Want another lovely line? Here’s the female drug rep explaining why their company is only hiring women: “We find the doctors prefer to ‘nail’ the drug reps more when they are girls.” Someone might want to look at the percentages of female and gay, for starters.
And let’s not forget people of color, another easy mark. When Angel, the best friend of our main character, says he wants in on the charade, he says, “I’m Puerto Rican. I would be great at seeing drugs.”
And let’s not start counting the jokes involving tits, tucking, ace bandages falling out of skirts at the “worst possible moment” on the dance floor, and other “shooting fish in a barrel” jokes that make for easy punching-bag moments. People are getting paid to write these jokes, folks, when they should be the ones looking for work. That is the travesty here.

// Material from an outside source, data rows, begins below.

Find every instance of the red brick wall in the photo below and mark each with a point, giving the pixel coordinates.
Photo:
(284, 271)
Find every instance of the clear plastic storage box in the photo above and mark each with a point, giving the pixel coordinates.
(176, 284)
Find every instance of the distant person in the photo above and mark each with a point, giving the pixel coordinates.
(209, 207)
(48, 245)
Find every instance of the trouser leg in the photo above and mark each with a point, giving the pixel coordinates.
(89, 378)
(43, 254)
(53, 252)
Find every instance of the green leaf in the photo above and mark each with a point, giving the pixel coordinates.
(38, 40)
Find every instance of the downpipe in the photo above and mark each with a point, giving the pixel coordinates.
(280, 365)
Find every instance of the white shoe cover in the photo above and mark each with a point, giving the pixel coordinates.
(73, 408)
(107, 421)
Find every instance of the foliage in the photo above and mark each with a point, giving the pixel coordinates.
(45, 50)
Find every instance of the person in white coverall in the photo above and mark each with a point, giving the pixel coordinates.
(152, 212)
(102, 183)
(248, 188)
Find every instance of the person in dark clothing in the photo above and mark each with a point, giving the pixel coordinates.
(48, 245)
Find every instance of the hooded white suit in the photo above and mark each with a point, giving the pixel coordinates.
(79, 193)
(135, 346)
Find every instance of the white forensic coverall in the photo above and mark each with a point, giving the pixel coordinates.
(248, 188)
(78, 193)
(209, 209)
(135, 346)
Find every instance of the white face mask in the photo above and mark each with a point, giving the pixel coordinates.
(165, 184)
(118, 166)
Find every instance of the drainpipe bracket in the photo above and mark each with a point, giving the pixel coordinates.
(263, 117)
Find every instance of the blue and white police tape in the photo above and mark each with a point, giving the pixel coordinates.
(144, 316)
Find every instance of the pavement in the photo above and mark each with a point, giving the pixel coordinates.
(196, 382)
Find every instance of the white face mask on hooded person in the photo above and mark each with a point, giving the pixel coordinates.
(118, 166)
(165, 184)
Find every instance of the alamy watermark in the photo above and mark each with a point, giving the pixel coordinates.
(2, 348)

So when our organizations get that meeting, I hope they go armed for bear and with some transgender people to tell their stories about their live, which are no laughing matter. Taking along some allies, particularly women’s organizations, would be a smart move, as well.
And I hope we go to the folks who advertise on ABC and let them know what they’ll be supporting. In my experience all the attention, education, and activism in the world doesn’t get a network exec’s attention as much as a phone call from a major advertiser asking what the hell is going on and threatening to pull their support.
One final question: is it just me or does it annoy you that RuPaul’s song “Supermodel” is used in the promos, and the Black Eyed Peas, progressive supporters of LGBT equality, are singing about “lovely lady lumps” during the tedious and trite scene where the boys are trying their best to wear women’s clothes? If they have not given permission, they should be making a fuss, and if they did, they should pull out now. How dare they take one of the LGBT community’s favorite phrases of encouragement and use it for this show? We need to “work it” ourselves here and make our voices heard. Kudos to GLAAD, HRC, and others for making their concerns known.
My predictions is that this show may well never air, but let’s take it as an opportunity to form some coalitions and do some education. Let’s “work it” ourselves, for everyone who should be offended by this throwback of a show that is truly cringeworthy.